Self Managed Superannuation is popular with business owners because it offers more control and flexibility with your investments. But before you decide to open an SMSF it’s critical that you understand the basics and weigh up the advantages and disadvantages. This article covers some of the key questions you should be asking before taking the plunge.
What is a Self Managed Super Fund (SMSF)?
Put simply, a self-managed fund is a small super fund where members retain control of how the fund will operate and what the fund will invest in.
What are the advantages of a SMSF?
The key advantages are control and flexibility. Fund members get to decide how, when and where to invest their money. It opens the doors to a wider range of investments, including real estate and collectibles. Plus members have greater control over when they dispose of assets, enabling them to better manage their taxes.
A SMSF can also be cheaper to operate. Depending on your investment choices, you may be able to avoid or reduce the ongoing management fees built into most managed funds. There will be higher fixed administrative costs with a SMSF, so be aware that you will need a fairly high balance to realise a cost saving.
Is a SMSF suitable for me?
Anyone can set up a SMSF so long as they are over 18 and not disqualified as a result of criminal activity or insolvency. But there are three crucial questions you need to ask yourself to determine if a SMSF is the right choice:
- Will I have the time? As a trustee of a SMSF you will be require to manage and administer the SMSF, monitor your investments, stay on top of reporting and keep up to date with legislative changes. Obviously you can employ advisors and tax specialists to assist you, but the ultimate responsibility will rest with you.
- Do I have sufficient funds in my SMSF? The administrative costs to manage a SMSF are high. There will be set up costs, plus annual administrative fees for compliance work. The ATO suggests that unless your SMSF balance is $200,000 or more, these administrative costs are likely to outweigh the potential benefits.

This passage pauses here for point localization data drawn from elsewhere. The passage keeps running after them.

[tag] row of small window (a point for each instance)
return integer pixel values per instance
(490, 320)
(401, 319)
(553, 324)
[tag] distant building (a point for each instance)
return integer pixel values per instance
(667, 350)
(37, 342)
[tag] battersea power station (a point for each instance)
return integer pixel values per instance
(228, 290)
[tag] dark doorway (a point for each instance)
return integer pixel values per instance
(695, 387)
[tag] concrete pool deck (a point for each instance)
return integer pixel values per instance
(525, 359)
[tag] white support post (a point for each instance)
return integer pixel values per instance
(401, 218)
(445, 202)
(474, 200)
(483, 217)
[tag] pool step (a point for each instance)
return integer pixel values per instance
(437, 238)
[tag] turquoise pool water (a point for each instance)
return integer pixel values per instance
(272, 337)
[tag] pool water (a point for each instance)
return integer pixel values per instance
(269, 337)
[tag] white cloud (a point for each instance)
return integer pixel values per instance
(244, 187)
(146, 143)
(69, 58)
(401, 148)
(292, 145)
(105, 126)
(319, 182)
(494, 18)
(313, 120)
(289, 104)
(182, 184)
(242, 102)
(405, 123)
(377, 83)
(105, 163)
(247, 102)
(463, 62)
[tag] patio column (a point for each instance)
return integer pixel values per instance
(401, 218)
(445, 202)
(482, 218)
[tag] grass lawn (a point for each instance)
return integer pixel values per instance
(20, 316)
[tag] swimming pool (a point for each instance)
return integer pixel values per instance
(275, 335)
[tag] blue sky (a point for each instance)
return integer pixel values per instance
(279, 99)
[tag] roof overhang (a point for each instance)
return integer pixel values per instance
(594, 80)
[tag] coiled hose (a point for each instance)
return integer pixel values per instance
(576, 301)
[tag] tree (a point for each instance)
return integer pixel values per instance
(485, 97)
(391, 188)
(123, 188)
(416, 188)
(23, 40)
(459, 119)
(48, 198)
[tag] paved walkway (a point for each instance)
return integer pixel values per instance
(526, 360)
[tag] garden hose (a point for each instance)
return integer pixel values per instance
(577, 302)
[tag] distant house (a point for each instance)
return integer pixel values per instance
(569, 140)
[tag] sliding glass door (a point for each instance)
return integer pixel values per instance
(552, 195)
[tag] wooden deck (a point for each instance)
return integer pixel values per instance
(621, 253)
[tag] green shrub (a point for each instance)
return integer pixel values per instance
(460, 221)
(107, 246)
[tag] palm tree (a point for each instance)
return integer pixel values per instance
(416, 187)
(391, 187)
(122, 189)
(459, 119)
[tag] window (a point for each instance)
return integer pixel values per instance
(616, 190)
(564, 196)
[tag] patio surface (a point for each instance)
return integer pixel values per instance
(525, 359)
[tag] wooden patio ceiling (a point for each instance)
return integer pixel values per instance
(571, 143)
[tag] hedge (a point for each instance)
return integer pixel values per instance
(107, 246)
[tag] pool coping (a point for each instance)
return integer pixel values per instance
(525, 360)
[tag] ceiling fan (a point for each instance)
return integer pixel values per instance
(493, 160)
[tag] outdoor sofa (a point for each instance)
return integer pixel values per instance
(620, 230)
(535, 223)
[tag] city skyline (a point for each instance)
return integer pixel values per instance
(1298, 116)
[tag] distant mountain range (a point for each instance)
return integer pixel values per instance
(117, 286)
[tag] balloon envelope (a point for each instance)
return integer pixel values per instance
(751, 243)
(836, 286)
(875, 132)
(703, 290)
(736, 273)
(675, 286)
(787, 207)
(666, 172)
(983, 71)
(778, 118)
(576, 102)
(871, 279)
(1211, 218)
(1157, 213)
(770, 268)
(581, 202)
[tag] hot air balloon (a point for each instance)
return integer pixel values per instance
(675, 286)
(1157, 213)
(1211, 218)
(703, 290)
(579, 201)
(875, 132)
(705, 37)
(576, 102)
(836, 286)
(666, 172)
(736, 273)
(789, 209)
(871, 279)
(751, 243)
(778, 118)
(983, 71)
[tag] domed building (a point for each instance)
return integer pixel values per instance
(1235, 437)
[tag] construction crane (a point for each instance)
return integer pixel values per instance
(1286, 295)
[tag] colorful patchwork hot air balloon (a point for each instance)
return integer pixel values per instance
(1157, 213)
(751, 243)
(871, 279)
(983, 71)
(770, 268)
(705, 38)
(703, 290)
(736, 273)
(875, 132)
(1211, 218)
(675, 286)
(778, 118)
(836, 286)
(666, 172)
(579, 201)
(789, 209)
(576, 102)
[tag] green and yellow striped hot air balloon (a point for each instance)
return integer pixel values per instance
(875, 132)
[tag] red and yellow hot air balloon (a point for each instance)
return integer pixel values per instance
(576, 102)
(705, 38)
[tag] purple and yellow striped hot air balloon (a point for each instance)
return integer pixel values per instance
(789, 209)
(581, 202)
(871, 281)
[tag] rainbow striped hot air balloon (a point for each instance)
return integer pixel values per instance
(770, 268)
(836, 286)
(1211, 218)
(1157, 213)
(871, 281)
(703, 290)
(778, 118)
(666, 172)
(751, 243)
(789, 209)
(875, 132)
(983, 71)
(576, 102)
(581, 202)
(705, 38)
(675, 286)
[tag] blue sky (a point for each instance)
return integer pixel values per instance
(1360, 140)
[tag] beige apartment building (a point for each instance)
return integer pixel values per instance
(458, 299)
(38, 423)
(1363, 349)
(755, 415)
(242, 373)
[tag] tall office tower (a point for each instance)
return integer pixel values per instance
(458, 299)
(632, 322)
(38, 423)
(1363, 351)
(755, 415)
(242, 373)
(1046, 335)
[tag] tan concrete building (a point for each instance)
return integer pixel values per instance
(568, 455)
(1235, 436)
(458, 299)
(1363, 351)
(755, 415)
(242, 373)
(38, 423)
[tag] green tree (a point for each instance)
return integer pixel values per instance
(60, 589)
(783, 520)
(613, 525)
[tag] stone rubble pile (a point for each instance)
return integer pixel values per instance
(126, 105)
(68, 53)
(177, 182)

- If you are establishing or entering a fund with multiple members, are these fund members suitable co-investors?
Can I have a joint SMSF with my business partner or my spouse?
Yes, absolutely you can. There are two types of fund: a “Single Member Fund” and a “Multiple Member Fund”. The latter can include up 4 members.
What is a member?
A member of a super fund is someone who makes contributions and who will receive a benefit on retirement.
What is a trustee?
A SMSF trustee is the person responsible for making sure that the fund complies with all the regulations and is managed according to the funds investment strategy.

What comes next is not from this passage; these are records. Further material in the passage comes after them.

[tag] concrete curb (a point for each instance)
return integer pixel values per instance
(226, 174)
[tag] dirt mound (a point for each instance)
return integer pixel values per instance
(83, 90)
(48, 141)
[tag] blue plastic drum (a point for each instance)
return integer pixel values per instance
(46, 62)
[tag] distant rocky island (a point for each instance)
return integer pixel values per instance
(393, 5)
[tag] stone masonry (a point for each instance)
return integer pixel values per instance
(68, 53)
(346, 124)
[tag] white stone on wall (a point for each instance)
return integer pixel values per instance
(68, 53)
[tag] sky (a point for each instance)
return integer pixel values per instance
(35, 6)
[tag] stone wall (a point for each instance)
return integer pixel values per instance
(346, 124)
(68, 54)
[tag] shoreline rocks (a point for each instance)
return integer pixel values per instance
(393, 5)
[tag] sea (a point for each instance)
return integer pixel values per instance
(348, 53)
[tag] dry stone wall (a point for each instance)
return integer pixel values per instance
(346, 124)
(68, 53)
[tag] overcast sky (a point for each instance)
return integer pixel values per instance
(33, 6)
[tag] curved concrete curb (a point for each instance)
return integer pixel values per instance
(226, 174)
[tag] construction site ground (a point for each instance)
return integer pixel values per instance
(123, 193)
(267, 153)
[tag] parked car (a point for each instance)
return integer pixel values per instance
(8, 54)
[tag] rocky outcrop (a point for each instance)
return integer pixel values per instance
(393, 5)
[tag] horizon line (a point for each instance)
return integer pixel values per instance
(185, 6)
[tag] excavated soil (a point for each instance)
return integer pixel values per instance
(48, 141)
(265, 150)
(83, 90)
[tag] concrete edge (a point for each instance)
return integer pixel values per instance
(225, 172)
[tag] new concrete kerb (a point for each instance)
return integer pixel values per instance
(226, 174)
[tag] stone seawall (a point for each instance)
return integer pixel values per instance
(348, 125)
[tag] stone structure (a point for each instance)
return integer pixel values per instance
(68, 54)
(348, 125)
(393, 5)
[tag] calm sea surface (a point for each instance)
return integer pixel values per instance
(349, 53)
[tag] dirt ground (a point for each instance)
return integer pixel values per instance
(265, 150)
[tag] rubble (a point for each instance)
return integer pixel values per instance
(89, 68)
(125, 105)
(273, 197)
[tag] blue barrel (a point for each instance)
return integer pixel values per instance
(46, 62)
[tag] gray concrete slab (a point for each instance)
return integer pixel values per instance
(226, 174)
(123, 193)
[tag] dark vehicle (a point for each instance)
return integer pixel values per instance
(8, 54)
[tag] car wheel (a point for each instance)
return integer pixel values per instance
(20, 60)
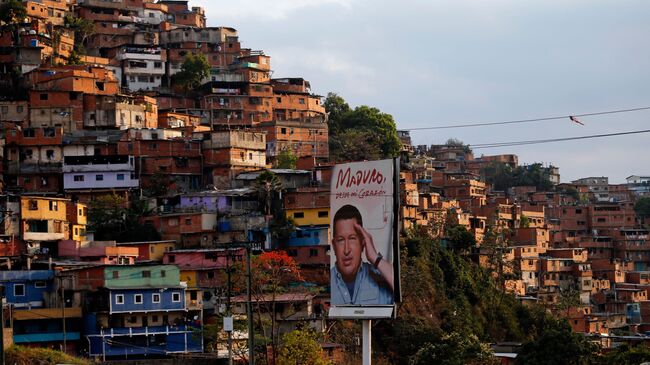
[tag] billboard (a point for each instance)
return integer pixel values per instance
(364, 254)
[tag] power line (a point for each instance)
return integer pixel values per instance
(538, 141)
(468, 125)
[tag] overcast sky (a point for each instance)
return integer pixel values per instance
(432, 63)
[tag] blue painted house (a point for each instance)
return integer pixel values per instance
(141, 311)
(36, 310)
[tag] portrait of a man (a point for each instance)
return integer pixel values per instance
(355, 282)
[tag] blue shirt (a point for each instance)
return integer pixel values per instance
(367, 291)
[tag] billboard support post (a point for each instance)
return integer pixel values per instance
(367, 341)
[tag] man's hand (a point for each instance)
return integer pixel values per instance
(384, 267)
(367, 242)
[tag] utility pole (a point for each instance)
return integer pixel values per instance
(249, 307)
(65, 342)
(228, 306)
(2, 325)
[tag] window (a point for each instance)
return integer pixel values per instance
(19, 290)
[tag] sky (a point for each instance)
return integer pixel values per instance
(434, 63)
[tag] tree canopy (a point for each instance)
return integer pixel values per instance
(557, 346)
(301, 347)
(110, 218)
(12, 12)
(194, 70)
(286, 160)
(362, 133)
(502, 177)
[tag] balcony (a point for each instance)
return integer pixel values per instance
(46, 337)
(99, 163)
(14, 167)
(151, 330)
(46, 313)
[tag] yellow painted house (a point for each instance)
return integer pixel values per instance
(43, 219)
(78, 219)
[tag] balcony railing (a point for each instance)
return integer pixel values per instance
(150, 330)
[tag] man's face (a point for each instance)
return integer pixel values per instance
(347, 248)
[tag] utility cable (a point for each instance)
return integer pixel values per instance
(538, 141)
(468, 125)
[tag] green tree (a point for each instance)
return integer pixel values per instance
(642, 208)
(301, 347)
(111, 218)
(12, 13)
(557, 346)
(626, 355)
(569, 298)
(336, 108)
(454, 142)
(355, 145)
(194, 70)
(286, 159)
(82, 28)
(268, 187)
(460, 238)
(272, 272)
(502, 177)
(455, 349)
(362, 133)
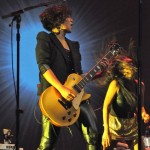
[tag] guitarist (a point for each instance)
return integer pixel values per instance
(57, 57)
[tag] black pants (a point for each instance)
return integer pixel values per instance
(87, 125)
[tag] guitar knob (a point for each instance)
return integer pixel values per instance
(74, 115)
(69, 112)
(69, 119)
(64, 117)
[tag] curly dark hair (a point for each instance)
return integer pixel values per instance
(54, 16)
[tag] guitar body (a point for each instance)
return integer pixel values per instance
(59, 111)
(62, 112)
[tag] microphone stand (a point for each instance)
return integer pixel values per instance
(139, 76)
(17, 17)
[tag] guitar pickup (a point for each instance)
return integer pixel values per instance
(66, 104)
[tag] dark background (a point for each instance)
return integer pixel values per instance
(95, 23)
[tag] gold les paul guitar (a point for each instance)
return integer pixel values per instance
(62, 112)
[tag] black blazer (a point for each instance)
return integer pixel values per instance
(50, 51)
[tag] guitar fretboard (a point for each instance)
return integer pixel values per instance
(100, 66)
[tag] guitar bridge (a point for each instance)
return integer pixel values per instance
(66, 104)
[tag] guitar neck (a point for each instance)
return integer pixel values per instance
(100, 66)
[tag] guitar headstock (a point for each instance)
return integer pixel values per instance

According to the rules, you can either have individual trustees or corporate trustees.
Can anyone be a SMSF trustee?
If your fund has individual trustees then all trustees must be members and vice versa.

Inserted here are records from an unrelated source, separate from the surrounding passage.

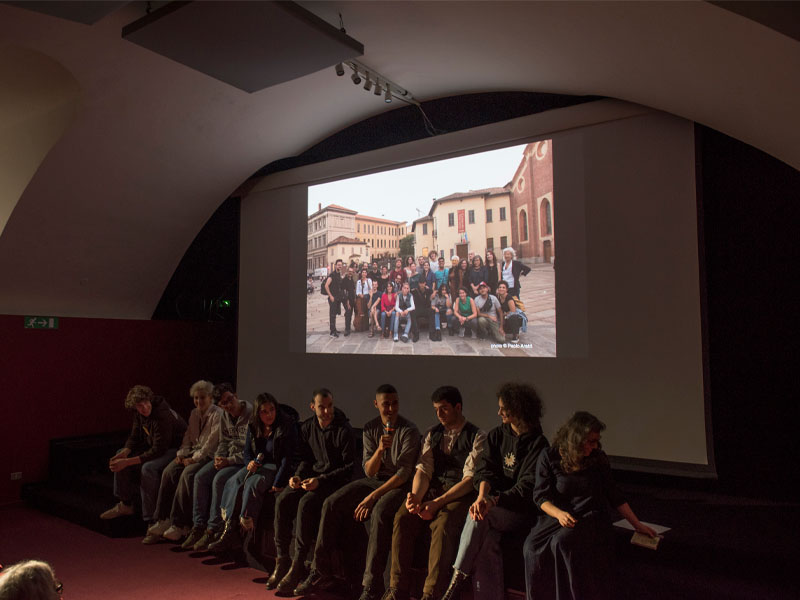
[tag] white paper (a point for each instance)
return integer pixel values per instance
(659, 529)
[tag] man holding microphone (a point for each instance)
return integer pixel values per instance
(391, 447)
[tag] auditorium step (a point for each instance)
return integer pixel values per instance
(80, 486)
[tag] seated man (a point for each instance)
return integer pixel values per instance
(440, 497)
(152, 444)
(327, 453)
(391, 447)
(404, 309)
(490, 315)
(174, 505)
(210, 480)
(505, 479)
(422, 310)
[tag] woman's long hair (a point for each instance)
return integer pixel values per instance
(569, 441)
(255, 419)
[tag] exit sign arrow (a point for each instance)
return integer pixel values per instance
(41, 322)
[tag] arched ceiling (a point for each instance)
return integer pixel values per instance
(156, 147)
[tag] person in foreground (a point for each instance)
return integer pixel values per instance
(569, 553)
(30, 580)
(504, 479)
(327, 453)
(209, 482)
(153, 443)
(440, 497)
(268, 453)
(173, 514)
(391, 447)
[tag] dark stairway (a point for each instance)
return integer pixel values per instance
(80, 484)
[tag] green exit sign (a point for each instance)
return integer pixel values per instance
(41, 322)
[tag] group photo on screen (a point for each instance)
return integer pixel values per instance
(454, 257)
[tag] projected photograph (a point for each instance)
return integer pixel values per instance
(448, 258)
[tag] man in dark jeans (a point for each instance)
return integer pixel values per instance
(422, 310)
(333, 287)
(391, 447)
(348, 298)
(327, 452)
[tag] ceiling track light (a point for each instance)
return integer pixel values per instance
(382, 86)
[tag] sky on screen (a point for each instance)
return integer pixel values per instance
(406, 194)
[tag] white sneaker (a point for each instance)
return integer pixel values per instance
(159, 527)
(173, 534)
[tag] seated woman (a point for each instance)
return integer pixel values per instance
(465, 314)
(268, 452)
(569, 553)
(514, 319)
(388, 305)
(174, 504)
(373, 308)
(30, 580)
(441, 307)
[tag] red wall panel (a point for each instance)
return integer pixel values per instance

Where a fund has a corporate trustee all members of the fund must be directors of the trustee company. (This means that anyone who cannot be a company director because they are banned by ASIC will be excluded from setting up a self managed super fund with corporate trustees.)
Should I have Individual Trustees or a Corporate Trustee?
An individual trustee structure is much simpler and therefore less expensive to operate. If you don’t envisage any changes to the members of the fund and you do not plan on borrowing money within the fund, then an individual trustee structure may be right for you.
While adding to the cost and complexity of your fund, a corporate trustee does offer some distinct advantages:
- Most banks require a corporate trustee arrangement before they will loan money to a SMSF;
- Your personal liability is reduced (although remember that you will be a director of the company, so you remain ultimately responsible);
- If the fund members change you won’t need to deal with name changes at the bank, share trading entities etc.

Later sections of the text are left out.